Ketua DPRD SU dalam sambutannya menyampaikan arah strategi kebijakan pembangunan Sumatera Utara mengacu pada RPJMD yang diimplementasikan dalam RKPD pada tahun anggaran berjalan dan direalisasikan dalam APBD. Dalam proses pembahasan anggaran, DPRD SU dilibatkan dalam proses legislasi yang di mulai dari musyawarah rencana pembangunan (musrembang) antara DPRD SU dengan Pemprovsu dalam membahas program-program yang menjadi kebutuhan masyarakat. Dalam pembahasan anggaran, DPRD SU mengundang secara resmi Komisi Pemberantasan Korupsi (KPK) untuk memberikan super visi terutama dalam hal ada perbedaan pendapat antara DPRD SU dengan Pimpinan Perangkat Daerah Provsu.
Badan Anggaran DPRD DKI Jakarta menyampaikan, hal yang dilakukan DPRD SU dalam proses pembahasan anggaran sama dengan yang dilakukan DPRD Nusa Tenggara Barat yang melibatkan KPK. RKPD DKI Jakarta dapat dipengaruhi oleh reses DPRD DKI Jakarta. Selanjutnya, Banggar DPRD DKI Jakarta menanyakan, dalam hal sinergisitas, apakah khusus dana hibah APBD dilakukan harmonisasi dalam proses pembahasan anggaran? DKI Jakarta memiliki dana hibah 1,7 triliun rupiah, tetapi dalam penetapan dana hibah tersebut  DPRD DKI Jakarta tidak dilibatkan, berbeda halnya dengan Provinsi Bali, dalam sebelum penetapan dana hibah melibatkan DPRD.

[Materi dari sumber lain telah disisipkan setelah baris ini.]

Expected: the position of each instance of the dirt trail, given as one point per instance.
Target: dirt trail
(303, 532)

Ketua DPRD SU menyampaikan, untuk pembahasan anggaran dilakukan secara menyeluruh, tidak dilakukan secara parsial. Anggaran DPRD SU berbasis alat kelengkapan DPRD SU termasuk komisi sehingga dibahas oleh komisi dengan perangkat daerah terkait yang kemudian dilaporkan kepada Pimpianan DPRD SU yang selanjutnya apabila diperlukan dapat dibahas kembali oleh Banggar sebelum dibahas dan disahkan dalam rapat Paripurna DPRD SU yang didasarkan pada KUA PPAS.
Selanjutnya, Ketua DPRD SU H. Wagirin Arman, S.Sos. menyampaikan terkait pokok pikiran, Pimpinan DPRD SU melakukan komunikasi politik dengan Gubernur Sumatera Utara terutama dalam menyusun format anggaran sebagai wadah untuk menampung aspirasi masyarakat yang dimplementasi dalam RKPD dan direalisasikan melalui APBD Provinsi Sumatera Utara.